The present study will produce new knowledge on the potential of older people to promote their own well-being. We aim to update knowledge on the positive aspects of aging and activity in older age. We also expect further knowledge and theory on successful counselling methods.

We are currently recruiting participants for the AGNES intervention study from the population-based AGNES cohort study [39], which uses probability sampling. This will likely help us avoid some of the biases characteristic of convenience sampling, i.e., that participants represent individuals who are the most interested in the study topic. We are starting by excluding the most active volunteers in order to recruit participants who have room for improvement. We are also excluding those whose life-space mobility is very low, as it is likely that they experience many barriers to increasing activity on their own initiative and would probably benefit from a more intensive intervention. We are following the guidelines for planning and conducting randomized trials. The research group meets regularly to discuss the progress of the study. The counsellor delivering the intervention has a support system and the counselling sessions are periodically monitored.

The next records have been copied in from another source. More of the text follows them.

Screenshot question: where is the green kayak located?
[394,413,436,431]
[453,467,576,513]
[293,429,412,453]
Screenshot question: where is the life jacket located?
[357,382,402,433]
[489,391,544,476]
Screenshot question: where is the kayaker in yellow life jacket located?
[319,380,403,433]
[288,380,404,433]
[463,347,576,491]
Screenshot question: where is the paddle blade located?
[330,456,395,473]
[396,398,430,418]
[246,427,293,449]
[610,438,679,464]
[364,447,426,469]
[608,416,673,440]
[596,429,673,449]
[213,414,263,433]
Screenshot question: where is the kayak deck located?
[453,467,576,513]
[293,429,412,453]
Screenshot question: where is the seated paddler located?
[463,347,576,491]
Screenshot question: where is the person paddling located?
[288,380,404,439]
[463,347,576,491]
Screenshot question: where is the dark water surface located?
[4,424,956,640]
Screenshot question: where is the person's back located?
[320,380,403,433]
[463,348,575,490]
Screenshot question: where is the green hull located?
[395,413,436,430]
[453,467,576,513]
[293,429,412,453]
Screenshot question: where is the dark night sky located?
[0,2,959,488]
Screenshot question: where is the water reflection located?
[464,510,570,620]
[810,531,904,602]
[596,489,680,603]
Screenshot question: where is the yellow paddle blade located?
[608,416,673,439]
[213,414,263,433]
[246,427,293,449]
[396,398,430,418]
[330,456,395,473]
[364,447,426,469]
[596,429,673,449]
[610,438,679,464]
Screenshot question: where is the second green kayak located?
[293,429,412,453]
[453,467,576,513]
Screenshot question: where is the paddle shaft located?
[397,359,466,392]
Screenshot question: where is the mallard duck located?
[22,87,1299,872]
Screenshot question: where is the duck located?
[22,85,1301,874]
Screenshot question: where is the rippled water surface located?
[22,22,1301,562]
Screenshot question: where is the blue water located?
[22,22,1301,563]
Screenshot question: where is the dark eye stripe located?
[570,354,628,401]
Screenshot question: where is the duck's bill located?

The study site is a medium-sized Finnish city (population 139.260) that is age-friendly and provides many activity opportunities for older people. It is likely that different living environments need different study approaches. For example, rural areas and big cities present different opportunities and challenges for participation. Although the intervention will be delivered to all participants assigned to it by a highly motivated and well-trained professional counsellor, the intervention may nonetheless be considered a trial in a real world setting in the sense that the population is community-based and rather heterogeneous, which in turn means that variation in compliance is inevitable.